Do we really need to do evaluation? For example, may we verify the basic correctness by comparing the temperature at 0 and the results of transformers, and only do evaluation when it is necessary? Of course, this is just my suggestion. I think if resources are sufficient, running an evaluation task quickly should not be a problem.

zhulinJulia24 commented 3 months ago

https://github.com/InternLM/lmdeploy/actions/runs/9600920652 image

@grimoire @lvhan028 llama3 loss 10+points in precision evaluation, internlm2-chat-20b has 5+ points compared to hf transforms's precision.

all precision are improved compare to https://github.com/zhulinJulia24/lmdeploy/actions/runs/9240064913 which is 0.4.2 version's precision.

zhulinJulia24 commented 3 months ago

@zhulinJulia24 This PR brings in a minor reduction in inference speed.

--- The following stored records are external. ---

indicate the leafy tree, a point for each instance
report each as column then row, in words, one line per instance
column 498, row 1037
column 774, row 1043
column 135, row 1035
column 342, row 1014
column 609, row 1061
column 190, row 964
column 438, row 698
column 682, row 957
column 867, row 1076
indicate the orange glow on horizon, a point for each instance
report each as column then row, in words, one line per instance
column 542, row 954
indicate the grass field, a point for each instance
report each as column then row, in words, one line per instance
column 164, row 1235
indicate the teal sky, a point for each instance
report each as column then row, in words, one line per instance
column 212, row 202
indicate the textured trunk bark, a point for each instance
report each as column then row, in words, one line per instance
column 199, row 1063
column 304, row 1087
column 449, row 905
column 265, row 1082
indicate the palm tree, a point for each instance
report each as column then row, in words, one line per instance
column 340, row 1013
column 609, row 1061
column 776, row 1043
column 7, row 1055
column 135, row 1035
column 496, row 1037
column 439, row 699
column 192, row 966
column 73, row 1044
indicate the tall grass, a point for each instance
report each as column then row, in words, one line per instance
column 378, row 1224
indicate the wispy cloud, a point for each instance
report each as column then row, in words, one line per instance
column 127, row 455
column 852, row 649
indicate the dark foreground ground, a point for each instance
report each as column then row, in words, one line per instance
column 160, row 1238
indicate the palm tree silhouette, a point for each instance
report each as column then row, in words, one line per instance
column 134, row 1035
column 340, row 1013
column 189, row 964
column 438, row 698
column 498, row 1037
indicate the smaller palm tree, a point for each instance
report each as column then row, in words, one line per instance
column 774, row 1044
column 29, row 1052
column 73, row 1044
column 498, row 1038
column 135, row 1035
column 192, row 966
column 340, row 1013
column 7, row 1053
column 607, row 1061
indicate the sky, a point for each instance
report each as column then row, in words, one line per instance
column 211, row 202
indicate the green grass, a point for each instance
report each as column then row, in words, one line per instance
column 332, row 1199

Could you help verify the quantity? The candidating models are llama3-7b, mixtral-moe-7x8b, internlm2-20b and llama3-70b

llama3-70b

lmdeploy serve api_server /mnt/models-new/llm_models/models--meta-llama--Meta-Llama-3-70B-Instruct/snapshots/0cac6d727e4cdf117e1bde11e4c7badd8b963919 --server-port 24555 --tp 4 --backend pytorch

concurrency: 256 elapsed_time: 483.240s

first_token latency(min, max, ave): 2.923s, 371.669s, 29.348s

number of prompt tokens: 447592 number of completion tokens: 404681 token throughput (completion token): 837.433 token/s token throughput (prompt + completion token): 1763.666 token/s RPS (request per second): 4.139 req/s RPM (request per minute): 248.324 req/min

concurrency: 128 elapsed_time: 489.771s

first_token latency(min, max, ave): 0.465s, 17.343s, 3.991s

number of prompt tokens: 447592 number of completion tokens: 404681 token throughput (completion token): 826.265 token/s token throughput (prompt + completion token): 1740.145 token/s RPS (request per second): 4.084 req/s RPM (request per minute): 245.012 req/min

mixtral-moe-7x8b

lmdeploy serve api_server /nvme/qa_test_models/mistralai/Mixtral-8x7B-Instruct-v0.1 --server-port 24555 --tp 2 --backend pytorch

concurrency: 128 elapsed_time: 345.898s

first_token latency(min, max, ave): 1.912s, 20.649s, 3.140s

number of prompt tokens: 491513 number of completion tokens: 474800 token throughput (completion token): 1372.658 token/s token throughput (prompt + completion token): 2793.634 token/s RPS (request per second): 5.782 req/s RPM (request per minute): 346.923 req/min

concurrency: 256 elapsed_time: 324.822s

first_token latency(min, max, ave): 0.248s, 236.570s, 19.633s

number of prompt tokens: 491513 number of completion tokens: 474800 token throughput (completion token): 1461.722 token/s token throughput (prompt + completion token): 2974.898 token/s RPS (request per second): 6.157 req/s RPM (request per minute): 369.433 req/min

internlm2-chat-20b

batch num_prompts RPS RPM FTL(ave)(s) FTL(min)(s) FTL(max)(s) throughput(out tok/s) throughput(total tok/s) 0 128 5000.0 7.328 439.652 2.406 1.746 13.746 1501.208 3206.576 1 256 5000.0 7.530 451.825 17.863 0.299 402.773 1542.775 3295.362

meta-Llama-3-8B-Instruct

batch num_prompts RPS RPM FTL(ave)(s) FTL(min)(s) FTL(max)(s) throughput(out tok/s) throughput(total tok/s) 0 128 5000.0 12.094 725.610 1.512 1.149 6.681 2428.294 5176.386 1 256 5000.0 11.937 716.228 11.475 0.177 96.754 2396.895 5109.453

internlm2-chat-20b and meta-Llama-3-8B-Instruct consistent with baseline of 0.4.2 version.

lvhan028 commented 3 months ago

Comparing to the previous torch engine, as shown in https://github.com/zhulinJulia24/lmdeploy/actions/runs/9240064913, the evaluation accuracy doesn't degrade, does it?

lvhan028 commented 3 months ago

After inner discussion, this PR didn't cause accuracy degradation comparing to the previous version. We'll check if there is something wrong with the evaluation config.